As the report, it makes the following points:

  1. The price negotiated by the UPA government in 2007 was €79.3 million per bare-bones aircraft. In 2011, that price had escalated to €100.85 million per aircraft. In 2016, the ‘discount’ of 9 per cent negotiated by the NDA government brought down the price (presumably after factoring in the escalation between 2011 and 2016) to € 91.75 million.
  2. Air Force had asked for 13 India Specific Enhancements (ISE).The negotiated price was €1300 million that would have to be paid under both the UPA-negotiated deal and the NDA-negotiated deal.
  3. The twist in the story is over the amortization or recovery by Dassault of the cost of ISE. Under the UPA-negotiated deal, it would have been spread over 126 aircraft. Under the NDA-negotiated deal it will be spread over 36 aircraft.
  4. Assuming one aircraft would be delivered every month, if 126 aircraft had been purchased, Dassault would have recovered €1300 million over 10 years and 6 months (or a little sooner). If only 36 aircraft are purchased, and delivered between 2009 and 2012 as contracted, Dassault will recover €1300 million in 36 months.
  5. Dassault gains in two ways. First, the price per aircraft, because of ISE, would have increased by €10.3 million if 126 aircraft had been ordered. Under the new agreement for only 36 aircraft, the price per aircraft, because of ISE, will increase by €36.11 million. Second, calculating net present value of money, the €1300 million that Dassault will recover (by 2022) will be much higher than the €1300 million it would have recovered (by 2029 or so). This is the gift to Dassault that the NDA government gave between April 2015 and August 2016.
  6. Dassault will gain in another way too. Should the government place an order for another 90 aircraft on Dassault, Dassault will certainly charge the ISE-loaded price at which it sold 36 aircraft, although the ISE cost would have been recovered on the sale of 36 aircraft. Perhaps for this reason the government deleted the ‘follow on’ clause to buy more aircraft (up to 50 per cent of the original order on the same terms and conditions).
  7. It seems to me that Dassault is laughing all the way to the bank. The government has wronged the country in two ways: firstly, it has compromised national security by denying to the Air Force 90 fighter aircraft that they desperately need; secondly, it has purchased two squadrons that will cost about €25 million more per aircraft. At the 2016 exchange rate, €25 million is equal to Rs 186 crore! India will pay Rs 186 crore more per aircraft!
  8. The Hindu’s story raises many other serious issues about the process of decision-making in the NDA government. The man who got away was Mr Manohar Parrikar who passed the buck to the Cabinet Committee on Security! Clever man! We will not comment on the process today. However, it is necessary to compliment the three officers of the Indian Negotiating Team who stood up to pressure and forced a vote of 4-3 on every issue.

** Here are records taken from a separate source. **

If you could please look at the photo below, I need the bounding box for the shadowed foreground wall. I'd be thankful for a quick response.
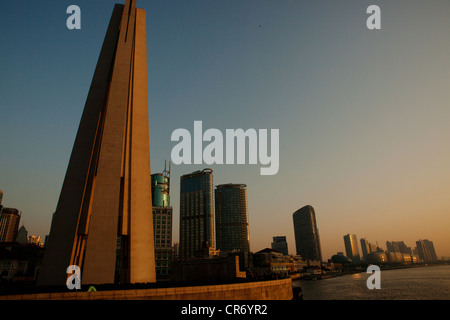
[0,279,293,300]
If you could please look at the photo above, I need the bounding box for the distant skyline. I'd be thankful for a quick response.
[0,0,450,260]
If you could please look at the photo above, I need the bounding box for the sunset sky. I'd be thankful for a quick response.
[0,0,450,259]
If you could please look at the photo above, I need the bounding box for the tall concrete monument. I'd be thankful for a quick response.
[38,0,156,285]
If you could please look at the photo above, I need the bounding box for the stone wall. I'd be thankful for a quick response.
[0,279,293,300]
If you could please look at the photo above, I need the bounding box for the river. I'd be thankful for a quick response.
[293,265,450,300]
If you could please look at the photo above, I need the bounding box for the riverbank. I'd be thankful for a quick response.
[290,262,450,281]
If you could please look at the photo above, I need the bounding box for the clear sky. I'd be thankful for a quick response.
[0,0,450,259]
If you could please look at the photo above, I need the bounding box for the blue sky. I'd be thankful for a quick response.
[0,0,450,258]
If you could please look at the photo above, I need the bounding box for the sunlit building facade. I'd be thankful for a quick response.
[344,234,361,263]
[292,205,322,261]
[214,183,250,253]
[179,169,215,259]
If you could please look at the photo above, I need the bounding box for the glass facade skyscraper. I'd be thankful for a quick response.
[214,183,250,253]
[292,205,322,261]
[179,169,215,258]
[272,236,289,256]
[344,234,361,263]
[151,164,173,280]
[416,239,438,262]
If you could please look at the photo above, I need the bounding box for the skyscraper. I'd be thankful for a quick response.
[38,0,156,285]
[292,205,322,261]
[416,239,438,262]
[0,208,20,242]
[151,164,173,279]
[344,234,361,263]
[386,241,412,254]
[179,169,215,258]
[360,238,371,261]
[272,236,289,256]
[214,183,250,253]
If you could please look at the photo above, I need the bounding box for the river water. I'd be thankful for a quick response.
[293,265,450,300]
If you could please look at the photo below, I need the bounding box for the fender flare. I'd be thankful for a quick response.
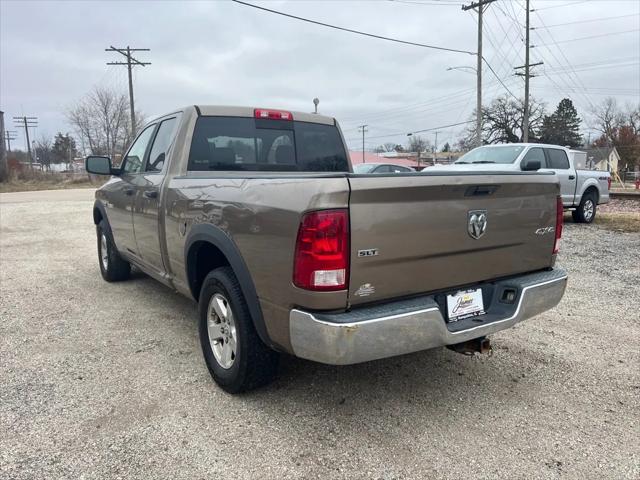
[184,224,275,348]
[578,178,601,204]
[92,199,113,238]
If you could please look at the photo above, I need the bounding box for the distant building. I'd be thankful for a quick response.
[585,147,620,172]
[349,151,462,170]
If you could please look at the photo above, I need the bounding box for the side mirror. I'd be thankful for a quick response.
[84,155,113,175]
[520,160,540,172]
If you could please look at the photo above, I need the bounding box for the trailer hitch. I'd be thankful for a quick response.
[447,337,493,355]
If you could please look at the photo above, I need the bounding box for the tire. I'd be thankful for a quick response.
[571,193,598,223]
[96,220,131,282]
[198,267,279,393]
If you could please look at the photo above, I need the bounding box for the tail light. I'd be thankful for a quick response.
[553,196,564,255]
[293,210,349,291]
[253,108,293,120]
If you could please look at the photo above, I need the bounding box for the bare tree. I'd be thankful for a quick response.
[67,87,144,157]
[458,95,545,145]
[35,135,53,170]
[407,135,430,153]
[374,142,400,153]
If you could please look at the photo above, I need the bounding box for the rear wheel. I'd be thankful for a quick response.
[96,220,131,282]
[199,267,279,393]
[571,193,597,223]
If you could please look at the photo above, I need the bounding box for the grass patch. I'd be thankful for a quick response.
[594,212,640,233]
[0,172,108,193]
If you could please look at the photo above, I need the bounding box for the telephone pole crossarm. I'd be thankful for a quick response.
[104,45,151,137]
[462,0,496,146]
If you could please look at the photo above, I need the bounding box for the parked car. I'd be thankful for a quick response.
[86,106,567,392]
[430,143,611,223]
[353,163,415,173]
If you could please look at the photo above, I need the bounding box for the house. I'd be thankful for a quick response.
[586,147,620,172]
[349,151,461,170]
[349,151,424,168]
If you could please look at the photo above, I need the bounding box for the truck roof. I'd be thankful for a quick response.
[195,105,336,125]
[482,142,570,150]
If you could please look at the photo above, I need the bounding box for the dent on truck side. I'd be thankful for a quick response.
[165,172,349,351]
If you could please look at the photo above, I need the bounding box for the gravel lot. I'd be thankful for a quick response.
[0,190,640,479]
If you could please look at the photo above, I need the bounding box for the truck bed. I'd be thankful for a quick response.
[349,172,559,305]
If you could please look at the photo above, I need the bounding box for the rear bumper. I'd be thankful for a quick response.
[289,268,567,365]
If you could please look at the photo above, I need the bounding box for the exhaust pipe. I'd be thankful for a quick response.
[447,337,492,355]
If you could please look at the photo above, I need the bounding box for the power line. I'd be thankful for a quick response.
[531,10,640,30]
[388,0,468,7]
[104,45,151,137]
[231,0,476,55]
[482,57,520,100]
[535,8,594,108]
[462,0,502,146]
[13,115,38,168]
[350,119,476,140]
[531,0,587,12]
[4,130,18,153]
[359,125,368,163]
[531,27,640,48]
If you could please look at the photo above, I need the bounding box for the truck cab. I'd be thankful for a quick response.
[430,143,611,223]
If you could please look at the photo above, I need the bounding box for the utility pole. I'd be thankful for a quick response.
[13,116,38,168]
[4,130,17,153]
[358,125,369,163]
[0,110,9,182]
[462,0,498,146]
[515,0,543,143]
[104,45,151,137]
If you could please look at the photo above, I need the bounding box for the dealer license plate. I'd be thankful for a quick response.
[447,288,485,322]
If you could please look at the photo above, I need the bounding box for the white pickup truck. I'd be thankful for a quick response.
[430,143,611,223]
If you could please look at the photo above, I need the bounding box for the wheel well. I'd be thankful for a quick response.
[187,241,229,300]
[93,208,102,225]
[582,185,600,204]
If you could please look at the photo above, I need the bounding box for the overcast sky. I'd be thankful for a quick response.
[0,0,640,150]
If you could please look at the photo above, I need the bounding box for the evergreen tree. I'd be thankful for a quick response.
[51,132,77,163]
[540,98,582,147]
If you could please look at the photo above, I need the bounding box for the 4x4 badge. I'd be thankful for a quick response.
[467,210,487,240]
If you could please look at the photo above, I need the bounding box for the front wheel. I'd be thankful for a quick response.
[571,193,597,223]
[96,220,131,282]
[198,267,279,393]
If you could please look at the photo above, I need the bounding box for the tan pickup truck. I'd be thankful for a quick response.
[86,106,567,392]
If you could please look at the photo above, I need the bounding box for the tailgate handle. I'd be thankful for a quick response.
[464,185,500,197]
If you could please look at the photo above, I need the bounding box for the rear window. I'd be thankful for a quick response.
[454,145,525,164]
[188,117,349,172]
[547,148,569,170]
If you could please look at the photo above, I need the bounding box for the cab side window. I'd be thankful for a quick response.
[145,118,176,172]
[122,125,156,175]
[521,147,547,168]
[372,165,391,173]
[547,148,569,170]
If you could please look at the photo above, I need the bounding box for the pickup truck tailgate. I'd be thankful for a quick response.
[349,172,559,305]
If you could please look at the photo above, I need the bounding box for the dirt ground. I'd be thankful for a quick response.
[0,190,640,480]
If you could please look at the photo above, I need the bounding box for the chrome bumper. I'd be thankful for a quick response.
[289,268,567,365]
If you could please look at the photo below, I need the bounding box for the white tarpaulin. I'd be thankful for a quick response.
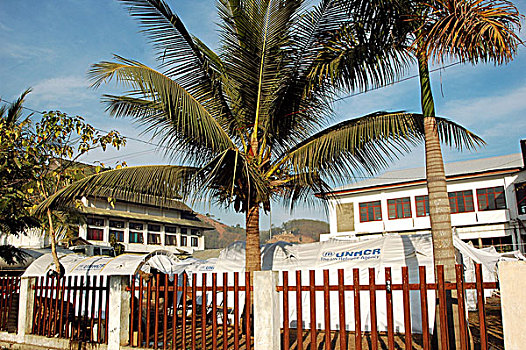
[22,250,188,277]
[196,234,510,333]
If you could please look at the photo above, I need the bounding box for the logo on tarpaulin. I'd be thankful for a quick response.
[321,248,382,261]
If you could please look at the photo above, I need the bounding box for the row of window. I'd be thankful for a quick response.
[359,186,506,222]
[87,217,201,247]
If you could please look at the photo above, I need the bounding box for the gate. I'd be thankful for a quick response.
[277,264,497,350]
[129,272,252,350]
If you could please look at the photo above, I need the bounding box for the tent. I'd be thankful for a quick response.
[192,234,510,333]
[22,250,195,277]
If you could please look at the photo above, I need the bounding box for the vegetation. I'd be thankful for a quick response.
[0,90,125,272]
[342,0,522,281]
[36,0,480,271]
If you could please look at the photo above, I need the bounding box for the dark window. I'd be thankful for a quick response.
[86,218,104,227]
[515,182,526,215]
[477,186,506,210]
[360,201,382,222]
[448,190,475,214]
[148,224,161,232]
[387,197,411,219]
[415,196,429,217]
[88,227,104,241]
[110,220,124,228]
[130,222,143,231]
[130,231,143,243]
[110,230,124,242]
[148,233,161,244]
[164,226,177,233]
[164,235,177,245]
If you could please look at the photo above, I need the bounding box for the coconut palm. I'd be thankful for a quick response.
[37,0,481,271]
[322,0,522,281]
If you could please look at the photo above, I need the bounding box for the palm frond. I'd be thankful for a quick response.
[275,112,483,183]
[89,56,233,160]
[35,165,199,215]
[416,0,524,64]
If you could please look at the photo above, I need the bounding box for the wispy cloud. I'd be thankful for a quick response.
[30,76,98,109]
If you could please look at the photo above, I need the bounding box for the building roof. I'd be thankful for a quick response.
[332,153,524,194]
[79,206,212,229]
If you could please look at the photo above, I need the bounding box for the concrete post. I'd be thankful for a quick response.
[106,276,131,350]
[254,271,281,350]
[499,261,526,350]
[17,278,35,342]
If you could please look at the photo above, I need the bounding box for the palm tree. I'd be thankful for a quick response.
[326,0,522,281]
[36,0,481,271]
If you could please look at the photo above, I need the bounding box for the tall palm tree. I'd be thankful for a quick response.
[36,0,481,271]
[326,0,522,281]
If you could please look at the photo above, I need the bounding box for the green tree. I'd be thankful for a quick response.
[332,0,522,281]
[0,89,125,272]
[40,0,480,271]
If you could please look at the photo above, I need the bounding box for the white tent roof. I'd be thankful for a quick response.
[22,250,195,277]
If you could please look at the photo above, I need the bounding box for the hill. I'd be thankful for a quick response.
[197,214,329,249]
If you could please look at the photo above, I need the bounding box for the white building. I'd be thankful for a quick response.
[79,194,211,253]
[320,140,526,251]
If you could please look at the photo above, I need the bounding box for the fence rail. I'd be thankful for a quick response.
[129,272,252,350]
[277,264,497,350]
[0,276,20,333]
[32,276,109,343]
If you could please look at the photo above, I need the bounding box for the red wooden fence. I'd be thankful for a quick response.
[129,272,252,350]
[32,276,109,343]
[0,277,20,333]
[277,264,497,350]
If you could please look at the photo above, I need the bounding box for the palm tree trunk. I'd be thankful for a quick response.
[47,208,64,276]
[245,204,261,272]
[417,50,461,349]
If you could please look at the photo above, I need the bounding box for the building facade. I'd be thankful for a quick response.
[79,194,211,254]
[320,141,526,251]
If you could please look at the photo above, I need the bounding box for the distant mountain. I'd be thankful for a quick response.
[197,214,329,249]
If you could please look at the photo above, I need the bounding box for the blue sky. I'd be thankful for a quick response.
[0,0,526,228]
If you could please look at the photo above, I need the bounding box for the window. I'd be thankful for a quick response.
[110,230,124,242]
[360,201,382,222]
[88,227,104,241]
[164,235,177,245]
[148,224,161,232]
[415,195,429,217]
[448,190,474,214]
[86,217,105,227]
[148,232,161,244]
[164,226,177,233]
[130,222,143,231]
[110,220,124,228]
[387,197,411,220]
[130,231,143,243]
[515,182,526,215]
[477,186,506,210]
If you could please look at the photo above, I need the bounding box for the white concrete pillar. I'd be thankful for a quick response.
[254,271,281,350]
[106,276,131,350]
[499,261,526,350]
[17,278,35,342]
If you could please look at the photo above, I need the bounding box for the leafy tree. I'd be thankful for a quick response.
[40,0,480,271]
[334,0,522,281]
[0,90,125,272]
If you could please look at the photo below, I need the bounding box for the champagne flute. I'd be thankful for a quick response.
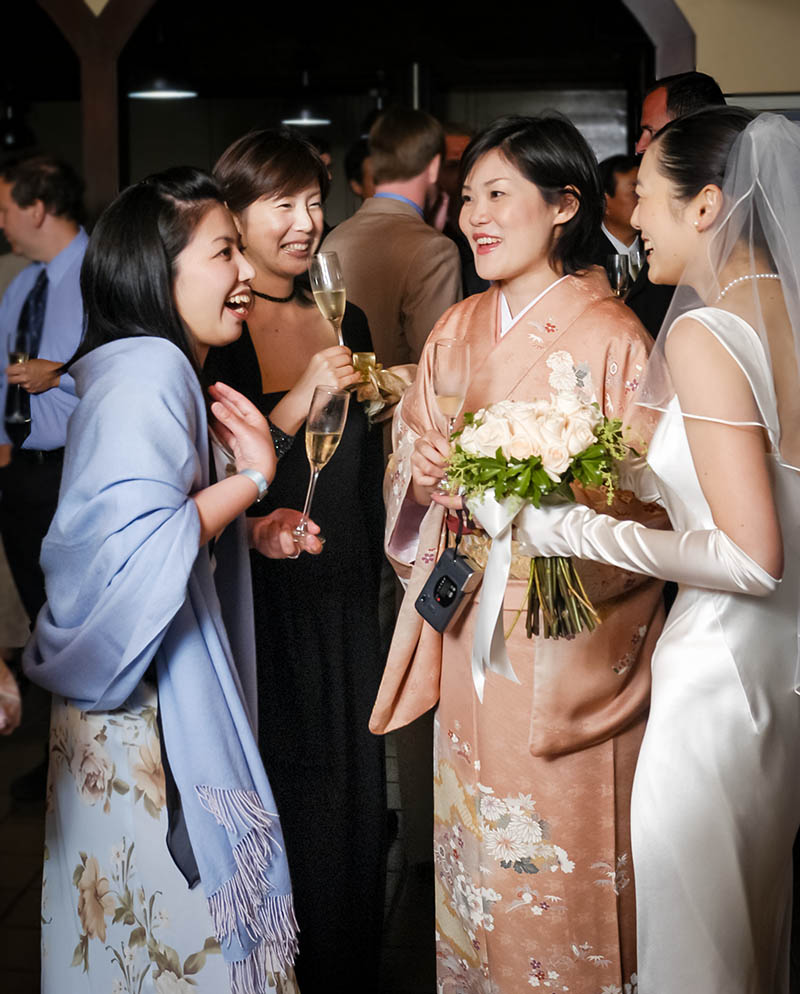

  9. The vote of 4-3 itself tells a story. Has it ever happened before in a defence purchase? Why was it so important in this deal to take every decision by a 4-3 vote brushing aside every objection?
    There is no doubt any longer that the Rafale aircraft deal deserves to be examined thoroughly by a Joint Parliamentary Committee. The Congress reiterates its demand for the constitution of a JPC.